The to-my-eyes sudden and highly disturbing emergence of a virulent white identity politics on the national stage (see for example here), has led me not only to reconsider the label “White Buddhism” but to take down the posts in which I tried to explain what it was supposed to label. In the Facebook discussions following the posts, I believe it was Justin Whitaker who suggested that I was writing from a position of privilege. My first reaction was Well Duh, we’re all privileged on this bus! But I also recognize that yes indeed I do write from a position of privilege—the privilege of living in the San Francisco Bay Area, of working for a Japanese-American Buddhist organization, of growing up in a multicultural environment (avant la lettre, before the concept was formulated), of having worked for a black community development organization in Oakland, and—yes—of being a white male. Most importantly here, the privileged ignorance of truly believing that the lunatic fringe would remain minor and isolated, that it would stay under its rock.
Some of the reaction to my attempt to formulate a label for a particular ideology seems to have been based on the ability to employ a degraded discourse defensively. That is, to accuse someone making an analysis of racism of themselves being racist. A recent essay on use of the term racism in the NYTimes (Easiest Way to Get Rid of Racism? Just Redefine It), pointed out the ambiguity of accusations of racism—how the accusation comes to be turned back on anyone who points out racism. This is the fantasy of erasing racism by never seeing it—by placing it under erasure. Certainly easier than actually reflecting on the role of white privilege and white supremacy in the formation of an ideology, a system of belief that has come to be widely held, that one holds oneself.
Other reactions were notably more substantive. Amod Lele’s blog post (both here and here), for example, was disturbingly informative enough to raise my own self-defenses, and therefore suggest that there was indeed something that I needed to reconsider. At that time, however, I thought that further explanation might suffice. Given the nature of public discourse now, however, I realize that further explanations are not in fact sufficient.

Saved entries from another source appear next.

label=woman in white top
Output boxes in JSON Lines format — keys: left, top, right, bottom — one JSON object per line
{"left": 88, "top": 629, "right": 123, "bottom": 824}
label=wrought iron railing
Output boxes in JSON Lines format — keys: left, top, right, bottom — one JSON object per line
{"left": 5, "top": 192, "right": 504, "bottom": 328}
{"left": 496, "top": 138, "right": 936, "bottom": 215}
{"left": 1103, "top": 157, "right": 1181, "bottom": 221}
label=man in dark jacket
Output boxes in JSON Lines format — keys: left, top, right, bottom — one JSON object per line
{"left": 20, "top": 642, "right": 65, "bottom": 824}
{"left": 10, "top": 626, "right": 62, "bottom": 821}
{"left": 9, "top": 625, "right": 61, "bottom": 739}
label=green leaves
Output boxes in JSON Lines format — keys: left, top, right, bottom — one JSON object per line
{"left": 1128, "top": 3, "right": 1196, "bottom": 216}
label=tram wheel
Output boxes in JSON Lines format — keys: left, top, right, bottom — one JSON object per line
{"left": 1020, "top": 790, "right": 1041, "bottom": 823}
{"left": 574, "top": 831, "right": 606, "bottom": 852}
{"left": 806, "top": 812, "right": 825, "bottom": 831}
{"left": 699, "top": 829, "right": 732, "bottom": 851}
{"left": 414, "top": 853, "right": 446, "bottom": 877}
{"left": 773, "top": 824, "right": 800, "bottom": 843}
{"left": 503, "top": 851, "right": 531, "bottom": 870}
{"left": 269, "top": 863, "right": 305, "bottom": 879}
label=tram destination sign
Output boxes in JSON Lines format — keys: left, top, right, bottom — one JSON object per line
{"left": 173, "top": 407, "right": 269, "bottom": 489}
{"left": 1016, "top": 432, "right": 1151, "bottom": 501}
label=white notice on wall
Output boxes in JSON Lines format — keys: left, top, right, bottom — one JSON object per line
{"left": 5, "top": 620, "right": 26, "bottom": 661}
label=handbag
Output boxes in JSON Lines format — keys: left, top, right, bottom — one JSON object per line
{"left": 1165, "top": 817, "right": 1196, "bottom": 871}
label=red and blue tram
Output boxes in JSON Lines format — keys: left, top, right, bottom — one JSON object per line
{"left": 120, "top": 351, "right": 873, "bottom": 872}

There are welcome changes being initiated among convert Buddhist institutions in the United States. Ann Gleig pointed this out, and indeed the glossy Buddhist magazines have given it cover-space attention. Here at the AAR, during the session on Economics and Capitalism in the Study of Buddhism, Dawn Neal described efforts on the part of institutions such as Spirit Rock and Insight Meditation Center to remove the economic and social barriers to participation in the insight community.
At this point this is, however, all about a label. An analysis of the ideology of whatever it is to be called is still needed, including its origins as an apologia by white proponents in the nineteenth century, and its rise to hegemonic status in many representations of Buddhism as a consequence of white privilege and white supremacy. Much of this groundwork has been laid by Joseph Cheah in his Race and Religion in American Buddhism: White Supremacy and Immigrant Adaptation (Oxford 2011). (Full disclosure thingy: I had the privilege to chair Dr. Cheah’s dissertation committee and learned a great deal from him in the process.)
Such analyses are now even more urgent, and the phrase only detracts—especially now—from conducting such analyses. The ideology remains and anxiously awaits a better name.